Blog post: April 6, 2021
Aspiring entrepreneurs are often intellectually curious. They want to know about how to start a business, how to build a team, and how to accelerate growth. Most of all, they want to know how to successfully raise capital. While there is no secret hack or formula for raising capital, there are a lot of best practices that can be employed.
I interviewed dozens of founders as part of a video series dubbed, “The Fundable Founder.” Each fundable founder was asked to provide their elevator pitch, what inspired them to start their business, and their strategy for fundraising.
I also asked the fundable founders to describe themselves in one word, and here's what I heard: Tenacious. Intense. Energized. Curious. Resilient. Energetic. Explorer. Positive. Pragmatic. Compassionate. Gritty. Wind-up-toy. Fearless. Purposeful. Diligent. Commercialization. Driven. Persistent. Intellectually-Curious. Doer. Passionate.
After just a few interviews, I started seeing some patterns emerge. After 20, I started to see a map that aspiring entrepreneurs can use to become fundable founders. Building a business is a journey…use the map wisely to find the fuel you need to get to your end destination:
1. PICK A DESTINATION AND YOUR TRAVEL COMPANIONS: Find a problem that you are passionate about solving. Investors invest in teams and are looking for people who are passionate, hard-working, intellectually curious, and good at making decisions, especially when their back is against the wall. Your goal should not be raising venture capital. Your goal should be to build a great company and a great product.

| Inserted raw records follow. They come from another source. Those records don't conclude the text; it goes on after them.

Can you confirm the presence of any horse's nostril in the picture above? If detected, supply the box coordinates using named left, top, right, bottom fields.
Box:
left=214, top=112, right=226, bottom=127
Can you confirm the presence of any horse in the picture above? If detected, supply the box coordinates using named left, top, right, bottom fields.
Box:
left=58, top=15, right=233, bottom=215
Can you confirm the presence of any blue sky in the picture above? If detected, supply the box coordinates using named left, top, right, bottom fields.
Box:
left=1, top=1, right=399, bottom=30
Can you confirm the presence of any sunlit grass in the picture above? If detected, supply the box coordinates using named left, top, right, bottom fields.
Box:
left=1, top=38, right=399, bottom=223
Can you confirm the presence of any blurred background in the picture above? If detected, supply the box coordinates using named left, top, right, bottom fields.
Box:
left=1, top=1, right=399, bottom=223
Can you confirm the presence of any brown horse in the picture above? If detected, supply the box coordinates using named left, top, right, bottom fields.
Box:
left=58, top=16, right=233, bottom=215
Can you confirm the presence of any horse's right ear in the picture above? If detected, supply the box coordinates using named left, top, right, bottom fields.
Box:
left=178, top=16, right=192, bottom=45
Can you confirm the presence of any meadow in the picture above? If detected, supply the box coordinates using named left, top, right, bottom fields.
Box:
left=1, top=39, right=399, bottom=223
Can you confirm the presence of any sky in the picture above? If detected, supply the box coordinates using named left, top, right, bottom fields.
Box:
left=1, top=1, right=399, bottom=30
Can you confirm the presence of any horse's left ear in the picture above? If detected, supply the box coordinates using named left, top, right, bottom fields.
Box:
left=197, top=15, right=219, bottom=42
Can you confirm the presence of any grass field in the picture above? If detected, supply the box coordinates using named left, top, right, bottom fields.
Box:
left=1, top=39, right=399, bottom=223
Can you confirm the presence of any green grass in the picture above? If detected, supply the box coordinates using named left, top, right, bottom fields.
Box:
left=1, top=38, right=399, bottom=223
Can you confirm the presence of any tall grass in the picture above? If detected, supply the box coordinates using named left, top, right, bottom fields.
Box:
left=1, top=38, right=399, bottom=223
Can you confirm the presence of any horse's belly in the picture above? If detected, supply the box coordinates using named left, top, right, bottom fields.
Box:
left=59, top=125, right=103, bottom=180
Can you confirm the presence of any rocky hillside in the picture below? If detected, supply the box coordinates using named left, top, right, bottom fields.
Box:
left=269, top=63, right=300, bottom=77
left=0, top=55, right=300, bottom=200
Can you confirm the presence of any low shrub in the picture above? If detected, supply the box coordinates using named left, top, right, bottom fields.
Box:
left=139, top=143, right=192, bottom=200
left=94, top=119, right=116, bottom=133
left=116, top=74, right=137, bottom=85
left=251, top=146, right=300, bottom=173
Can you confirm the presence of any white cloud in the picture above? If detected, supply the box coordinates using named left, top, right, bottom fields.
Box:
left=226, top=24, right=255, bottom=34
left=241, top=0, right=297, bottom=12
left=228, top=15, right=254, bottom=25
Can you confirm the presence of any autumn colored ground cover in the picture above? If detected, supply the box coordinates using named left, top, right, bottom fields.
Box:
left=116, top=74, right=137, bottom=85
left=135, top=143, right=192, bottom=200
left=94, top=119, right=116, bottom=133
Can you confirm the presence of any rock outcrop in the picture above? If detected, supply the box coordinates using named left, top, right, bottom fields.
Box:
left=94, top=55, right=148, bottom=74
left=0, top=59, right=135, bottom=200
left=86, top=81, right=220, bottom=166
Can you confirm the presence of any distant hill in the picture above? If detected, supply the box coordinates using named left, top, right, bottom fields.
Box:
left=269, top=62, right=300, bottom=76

2. PREPARE FOR THE LONG HAUL: Don’t start your training in the middle of the marathon! Do your research. Think of this as investor discovery. Who is a fit and why? Tell the investor why you reached out to them and why they would be a good fit. This is how you can get a response to cold outreach or an even warmer introduction. Continue the research throughout the process by asking investors what they need to see next on your growth journey. Have the data room ready to go so you can respond to investor requests.
3. TURN ON WAZE: Build your network. It’s painfully obvious that a good network is highly correlated with a successful fundraise. Over and over in the interviews, I heard MIT, Harvard, family, prior colleagues, etc. But there are also founders who built their network from scratch. How does a founder from Worcester State build a network? She attends every event she can. He participates in pitch competitions, applies for and gets into MassChallenge, and asks for connections. It might take a while, but anyone can build a network of hundreds to help them on their journey. Think of your network as the support team that can help you avoid speed traps and let you know when there is a Dunkin Donuts nearby to keep you going.
4. HEAD NORTH (STAR) and FOCUS ON THE ROAD: Develop your mission and the core pillars for your business. This will help anchor the founding team as well as provide a great basis for the elevator pitch and business vision. Seed-stage investors invest in the team (see above) and the vision. While the grand vision is important, investors want to see a focused plan to get there. Shore up the plan with more customer discovery than you think you can manage…then double it. One of our fundable founders did 500 discovery calls in one month. Lead with the vision, then tell the story through the lens of the customer.
5. SIPHON SOME GAS FROM FRIENDS: Hack your way to traction. While honing your pitch, enter some pitch competitions and win some money. Enter some accelerators and get investment and prizes. Find customers willing to pay for pilots and product development. Find non-dilutive grants through the federal SBIR program and grant programs offered by local government. Find employees who believe in the vision and will provide a lot of value at little cost today.
6. TAKE THE FORK IN THE ROAD AND PICK UP SOME VIRTUAL HITCHHIKERS: Do investor discovery quickly. Find the investors that will fall in love with you instantly. The right investor is usually an obvious fit. Listen to and filter advice. Be intentional about the decisions you make. Bring the investor on the journey with you and keep them informed along the way. Monthly updates to a curated group of investors can go a long way. I see about 200 investment pitches per year, and I would estimate that less than 10% take the simple step of sending a monthly update. It makes a difference!
7. ACCELERATE: Build to an inflection point. Figure out the inflection point by listening to what gets investors excited. Create the fear of missing out and a sense of urgency. Investors need to know why now. Take a detour to other cities where investors live to create FOMO. Strike while the iron is hot.
8. SELECT THE RIGHT OCTANE, OR GO ELECTRIC: Cheap fuel can create engine problems down the road. Don’t focus on valuation. Focus on the investment firms(s) that will get you to the finish line. Remember, this is only your first stop on the journey.
Fundraising never stops until the journey is over and you reach your business goals. Go on the journey with people you care about and with whom you want to share those experiences. Make sure to send pictures and souvenirs from the journey to those that help you along the way.